Lukas war skeptisch, ob das gut gehen kann, da es einem „kontrollierten Konsum“ ähnele,  der bei Alkohol praktisch nie funktioniere. „Aber es klappt erstaunlicherweise ziemlich gut“, sagt der junge Mann, der weiter regelmäßig an den Treffen einer Selbsthilfegruppe bei der Trierer Suchtberatung „Die Tür“ teilnimmt.

Sein Leben hat sich durch die Therapie komplett verändert. Er habe das Ganze als Chance begriffen. Und er genießt es nun enorm, einen normalen Job zu haben – Lukas hat sich für eine Ausbildung im sozialen Bereich entschieden und arbeitet viel mit Kindern. Er hat Spaß daran, joggen zu gehen, mit Freunden und Bekannten – die es in seinem Leben nun wieder gibt – Gesellschaftsspiele zu spielen, zu lesen oder auch bewusst Musik zu hören. Das habe er früher nie getan.

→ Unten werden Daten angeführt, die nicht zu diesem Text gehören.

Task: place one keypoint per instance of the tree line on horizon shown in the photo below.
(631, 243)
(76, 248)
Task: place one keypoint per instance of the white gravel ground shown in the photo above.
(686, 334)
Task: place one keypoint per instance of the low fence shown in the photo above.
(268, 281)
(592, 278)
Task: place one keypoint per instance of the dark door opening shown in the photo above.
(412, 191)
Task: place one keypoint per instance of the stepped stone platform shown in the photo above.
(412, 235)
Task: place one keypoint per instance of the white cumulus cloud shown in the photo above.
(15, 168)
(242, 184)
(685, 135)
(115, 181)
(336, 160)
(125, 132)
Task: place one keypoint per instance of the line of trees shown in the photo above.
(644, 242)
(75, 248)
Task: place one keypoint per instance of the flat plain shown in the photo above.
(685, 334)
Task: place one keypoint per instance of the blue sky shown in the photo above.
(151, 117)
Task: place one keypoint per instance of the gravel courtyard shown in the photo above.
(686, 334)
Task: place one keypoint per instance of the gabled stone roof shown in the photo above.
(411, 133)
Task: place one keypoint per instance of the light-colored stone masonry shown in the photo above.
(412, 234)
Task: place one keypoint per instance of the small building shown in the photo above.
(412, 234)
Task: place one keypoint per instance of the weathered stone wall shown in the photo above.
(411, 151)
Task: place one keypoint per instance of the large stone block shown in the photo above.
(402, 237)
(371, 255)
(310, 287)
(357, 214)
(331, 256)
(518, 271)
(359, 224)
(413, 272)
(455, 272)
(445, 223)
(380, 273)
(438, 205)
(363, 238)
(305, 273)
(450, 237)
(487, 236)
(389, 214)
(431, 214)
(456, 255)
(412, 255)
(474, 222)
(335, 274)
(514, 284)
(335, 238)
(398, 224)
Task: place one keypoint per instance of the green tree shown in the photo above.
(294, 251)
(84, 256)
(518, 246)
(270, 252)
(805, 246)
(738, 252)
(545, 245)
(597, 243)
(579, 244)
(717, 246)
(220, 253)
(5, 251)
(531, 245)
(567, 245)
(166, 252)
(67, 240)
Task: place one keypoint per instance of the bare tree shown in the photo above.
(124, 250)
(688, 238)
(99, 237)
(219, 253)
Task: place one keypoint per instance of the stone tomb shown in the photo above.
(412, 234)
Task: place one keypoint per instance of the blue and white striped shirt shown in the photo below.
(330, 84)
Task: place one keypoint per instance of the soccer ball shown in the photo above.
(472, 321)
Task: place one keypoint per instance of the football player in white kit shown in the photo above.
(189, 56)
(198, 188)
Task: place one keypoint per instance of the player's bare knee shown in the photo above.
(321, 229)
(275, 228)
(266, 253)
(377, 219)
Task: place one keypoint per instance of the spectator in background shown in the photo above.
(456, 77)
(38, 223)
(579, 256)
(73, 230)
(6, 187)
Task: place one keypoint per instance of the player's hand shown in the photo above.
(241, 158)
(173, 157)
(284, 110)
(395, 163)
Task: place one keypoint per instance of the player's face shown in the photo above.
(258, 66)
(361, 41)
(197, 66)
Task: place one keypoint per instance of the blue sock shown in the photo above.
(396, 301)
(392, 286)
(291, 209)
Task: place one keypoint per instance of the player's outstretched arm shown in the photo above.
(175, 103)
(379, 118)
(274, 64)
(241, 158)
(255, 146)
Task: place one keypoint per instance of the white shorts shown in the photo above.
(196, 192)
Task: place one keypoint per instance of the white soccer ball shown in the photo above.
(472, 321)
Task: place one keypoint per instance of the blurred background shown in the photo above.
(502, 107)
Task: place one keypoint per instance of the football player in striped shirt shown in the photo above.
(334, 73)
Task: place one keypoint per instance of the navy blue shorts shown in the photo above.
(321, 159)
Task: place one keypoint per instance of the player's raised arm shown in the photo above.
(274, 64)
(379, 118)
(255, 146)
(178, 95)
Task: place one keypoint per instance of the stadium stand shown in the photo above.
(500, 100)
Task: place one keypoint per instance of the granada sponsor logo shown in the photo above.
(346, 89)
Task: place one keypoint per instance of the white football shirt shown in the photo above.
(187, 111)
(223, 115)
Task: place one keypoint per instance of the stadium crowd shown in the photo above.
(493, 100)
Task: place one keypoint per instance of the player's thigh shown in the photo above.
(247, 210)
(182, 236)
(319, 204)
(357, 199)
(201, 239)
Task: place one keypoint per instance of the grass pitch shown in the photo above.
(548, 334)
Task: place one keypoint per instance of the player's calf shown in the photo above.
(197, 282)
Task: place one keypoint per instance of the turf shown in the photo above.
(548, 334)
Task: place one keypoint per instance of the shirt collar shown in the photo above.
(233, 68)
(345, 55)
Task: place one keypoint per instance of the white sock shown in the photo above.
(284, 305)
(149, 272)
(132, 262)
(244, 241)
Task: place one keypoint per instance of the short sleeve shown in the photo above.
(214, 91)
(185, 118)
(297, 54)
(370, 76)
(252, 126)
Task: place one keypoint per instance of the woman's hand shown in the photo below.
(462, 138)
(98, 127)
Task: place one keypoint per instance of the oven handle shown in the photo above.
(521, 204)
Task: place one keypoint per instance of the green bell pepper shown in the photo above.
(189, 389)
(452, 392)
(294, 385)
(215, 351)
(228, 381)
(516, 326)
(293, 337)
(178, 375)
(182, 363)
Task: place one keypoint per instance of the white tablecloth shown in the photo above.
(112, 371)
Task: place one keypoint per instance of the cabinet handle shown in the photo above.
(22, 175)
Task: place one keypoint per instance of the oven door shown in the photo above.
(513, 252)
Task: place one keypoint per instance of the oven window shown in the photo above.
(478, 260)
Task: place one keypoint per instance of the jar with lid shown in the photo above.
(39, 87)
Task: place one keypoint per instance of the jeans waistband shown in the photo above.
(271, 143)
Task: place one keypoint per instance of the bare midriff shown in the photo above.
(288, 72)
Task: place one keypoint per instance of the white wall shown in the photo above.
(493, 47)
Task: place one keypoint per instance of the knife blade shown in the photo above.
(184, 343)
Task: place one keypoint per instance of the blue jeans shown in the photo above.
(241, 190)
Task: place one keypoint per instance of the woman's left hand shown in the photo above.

Warum er überhaupt in die Sucht abgerutscht ist, weiß er nicht. „Wahrscheinlich hat mir irgendwas gefehlt“, sagt er. Erfolg und Anerkennung vielleicht. Denn die sind in Videospielen leicht zu finden. Und viele dieser Spiele haben laut Suchtberater Christoph Linn ein hohes Abhängigkeitspotenzial: Man löst Aufgaben und wird stärker, es folgt immer eine neue Runde, immer neue Herausforderungen, neue Siege. Eine Erfolgsspirale, bei der reichlich Glückshormone ausgeschüttet werden.

Lukas rät allen, die sich immer wieder in solchen Spielen verlieren, sich zu fragen: Mache ich das wirklich gerne oder mache ich das, weil ich es machen muss? Und: Welchen Stellenwert hat das Spielen im Vergleich zu Familie, Freunden oder Sport? Das Bewusstsein für die Sucht, unter der Lukas litt, sei in der Gesellschaft „noch nicht ganz da“, sagt er. Dabei sei er sich sicher, dass es viele Fälle gibt. Und den Betroffenen macht er Mut: „Jeder kann den Weg raus schaffen“. Das Leben werde dadurch einfach schöner.